Ask.FM is a Social Q&A website which was launched in 2010. Users invite questions from other members of the site. The responses can be received anonymously.
WHAT YOU SHOULD KNOW ABOUT ASK.FM
Out of all websites or social network, this is definitely one you should supervise very closely.
- Peer rejection
- Self-Esteem issues
- Anyone on Ask.fm, and on the Web can see your profile and content.
- Replies are publicly viewable data.
- Can choose to remove anonymous option.
Third most visited website in the world, Youtube allows you to post and view videos about virtually anything you can imagine.

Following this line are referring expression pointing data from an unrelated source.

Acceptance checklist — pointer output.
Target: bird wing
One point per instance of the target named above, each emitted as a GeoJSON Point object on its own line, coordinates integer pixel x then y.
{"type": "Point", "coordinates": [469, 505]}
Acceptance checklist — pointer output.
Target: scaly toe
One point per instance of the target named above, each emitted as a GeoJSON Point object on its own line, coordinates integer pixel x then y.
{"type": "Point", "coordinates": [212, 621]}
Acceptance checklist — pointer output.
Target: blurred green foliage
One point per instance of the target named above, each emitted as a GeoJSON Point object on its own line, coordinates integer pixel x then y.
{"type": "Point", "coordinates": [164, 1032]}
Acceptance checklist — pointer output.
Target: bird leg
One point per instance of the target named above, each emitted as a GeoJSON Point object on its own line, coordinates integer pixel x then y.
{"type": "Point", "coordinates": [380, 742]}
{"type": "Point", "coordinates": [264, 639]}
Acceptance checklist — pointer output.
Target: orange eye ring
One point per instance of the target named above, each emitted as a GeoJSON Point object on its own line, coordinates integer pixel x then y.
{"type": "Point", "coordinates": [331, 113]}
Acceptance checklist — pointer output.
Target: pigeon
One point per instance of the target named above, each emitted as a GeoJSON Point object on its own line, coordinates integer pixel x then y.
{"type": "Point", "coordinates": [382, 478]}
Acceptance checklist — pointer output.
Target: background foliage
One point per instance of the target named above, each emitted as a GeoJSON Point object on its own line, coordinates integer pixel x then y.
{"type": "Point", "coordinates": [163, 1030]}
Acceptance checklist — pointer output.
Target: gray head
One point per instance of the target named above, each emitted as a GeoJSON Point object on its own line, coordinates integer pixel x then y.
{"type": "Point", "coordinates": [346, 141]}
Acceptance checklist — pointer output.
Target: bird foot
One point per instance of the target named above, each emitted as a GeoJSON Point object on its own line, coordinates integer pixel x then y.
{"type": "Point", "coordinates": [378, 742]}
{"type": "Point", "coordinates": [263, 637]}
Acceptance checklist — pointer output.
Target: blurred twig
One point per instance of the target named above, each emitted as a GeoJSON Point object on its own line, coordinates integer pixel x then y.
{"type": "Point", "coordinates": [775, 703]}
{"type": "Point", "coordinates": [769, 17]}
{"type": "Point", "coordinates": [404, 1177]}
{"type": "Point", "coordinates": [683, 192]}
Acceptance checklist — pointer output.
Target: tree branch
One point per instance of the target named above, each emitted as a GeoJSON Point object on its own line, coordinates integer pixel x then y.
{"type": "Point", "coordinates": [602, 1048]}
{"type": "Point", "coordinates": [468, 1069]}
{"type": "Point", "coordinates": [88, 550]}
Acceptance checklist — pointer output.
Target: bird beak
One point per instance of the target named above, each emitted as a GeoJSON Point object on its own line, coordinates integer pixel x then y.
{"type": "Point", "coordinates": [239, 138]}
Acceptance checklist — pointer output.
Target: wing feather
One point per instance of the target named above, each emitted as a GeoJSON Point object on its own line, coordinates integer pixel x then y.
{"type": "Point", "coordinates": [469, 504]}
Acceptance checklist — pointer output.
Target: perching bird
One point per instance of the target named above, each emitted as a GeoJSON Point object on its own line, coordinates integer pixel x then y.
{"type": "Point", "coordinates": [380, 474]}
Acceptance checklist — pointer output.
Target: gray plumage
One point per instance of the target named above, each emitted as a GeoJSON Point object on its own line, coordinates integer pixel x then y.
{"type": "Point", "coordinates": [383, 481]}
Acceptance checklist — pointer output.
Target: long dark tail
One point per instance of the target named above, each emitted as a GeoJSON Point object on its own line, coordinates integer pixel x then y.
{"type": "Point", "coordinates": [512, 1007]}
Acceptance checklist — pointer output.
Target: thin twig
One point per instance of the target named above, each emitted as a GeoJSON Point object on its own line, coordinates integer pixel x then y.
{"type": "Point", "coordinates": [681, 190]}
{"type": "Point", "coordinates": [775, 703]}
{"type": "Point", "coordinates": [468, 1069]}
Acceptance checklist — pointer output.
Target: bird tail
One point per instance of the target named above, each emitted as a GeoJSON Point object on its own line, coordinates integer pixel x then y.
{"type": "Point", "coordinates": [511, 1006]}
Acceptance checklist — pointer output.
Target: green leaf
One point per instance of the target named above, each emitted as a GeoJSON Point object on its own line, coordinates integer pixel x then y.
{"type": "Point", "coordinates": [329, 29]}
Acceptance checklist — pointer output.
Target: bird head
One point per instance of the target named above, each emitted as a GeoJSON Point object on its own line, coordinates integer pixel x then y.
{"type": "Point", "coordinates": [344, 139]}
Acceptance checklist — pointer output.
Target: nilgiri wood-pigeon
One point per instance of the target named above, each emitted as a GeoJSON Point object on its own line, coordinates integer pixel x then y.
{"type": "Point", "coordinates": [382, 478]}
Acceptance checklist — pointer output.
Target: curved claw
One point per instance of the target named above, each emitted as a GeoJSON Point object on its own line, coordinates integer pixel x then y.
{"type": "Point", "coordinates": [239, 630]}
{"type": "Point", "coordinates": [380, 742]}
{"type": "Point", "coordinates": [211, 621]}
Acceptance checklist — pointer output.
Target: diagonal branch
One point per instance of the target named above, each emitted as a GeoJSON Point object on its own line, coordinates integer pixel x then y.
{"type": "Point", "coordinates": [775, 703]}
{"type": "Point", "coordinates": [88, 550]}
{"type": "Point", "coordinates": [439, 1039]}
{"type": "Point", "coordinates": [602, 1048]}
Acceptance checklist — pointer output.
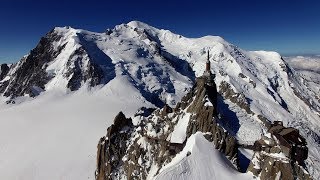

- 64% of teens listen to music through YouTube.
- Source: nielsen.com
- 100 hours of video are uploaded to YouTube every minute.
- Source: youtube.com
- Video usage among teens increase with age.
WHAT YOU SHOULD KNOW ABOUT YOUTUBE
- Inappropriate content exposure
- Videos are public and searchable unless privacy settings are turned on.
- Able to limit who can see the videos you post.
Cyberbullying on YouTube: Six Things All Parents Should Know http://bit.ly/197Rq9z
Parent Resources on Youtube http://bit.ly/123obPD
Video Guide: How to Set Up YouTube Safety Mode http://bit.ly/197SrOG
Policy and Safety Hub http://bit.ly/123ogmo
78% of teens now have a cell phone, and almost half (47%) of those own smartphones.
One in four teens are “cell-mostly” internet users, who say they mostly go online using their phone and not using some other device such as a desktop or laptop computer. (Source: pewinternet.org)
Free mobile app which allows to Snap photos and videos with your mobile phone and apply filters. You can also share your photos or videos on Flickr, Facebook, and Twitter. Owned by Facebook, Instagram has 100 million monthly active users.
WHAT YOU SHOULD KNOW ABOUT INSTAGRAM
- Self-esteem issues
- You can choose to make your account private. Only people who follow you will be able to see your photos.
- Able to approve all follow requests when private
- Geo-location service should be off at all times
Tips for Parents http://bit.ly/186LJHG
Report Something http://bit.ly/186LHPZ
ConnectSafely’s Parents’ Guide to Instagram http://bit.ly/19yqQGQ
Instagram – Is It Okay for Kids? What Parents Need to Know http://bit.ly/186LOLE
Snapchat is a free mobile app which allows users to capture pictures and videos and send them as messages to other users. The messages will self-destruct a few seconds after they’re viewed
WHAT YOU SHOULD KNOW ABOUT SNAPCHAT
- Explicit content sharing
- By default, anyone who knows your username or phone number can send you a message
- Screenshots can be taken of shared content
WHAT PARENTS CAN DO:
- Ask questions and set limits (do it often, kids forget fast!)
- Keep up to date with Technology
- Follow your child on social media sites
- Google your child’s name under search and images
- Install Parental Control
- Be a good role model
- Use a Technology Agreement (example: http://bit.ly/123lgXo via Internet Safety Yoursphere.com).
Teach your children and live by “The Grandma Rule”: Is what you’re posting something you’d want your grandmother, boss, future employer, parents, school officials or future in-laws to see? If not, it’s probably not a great idea to post it.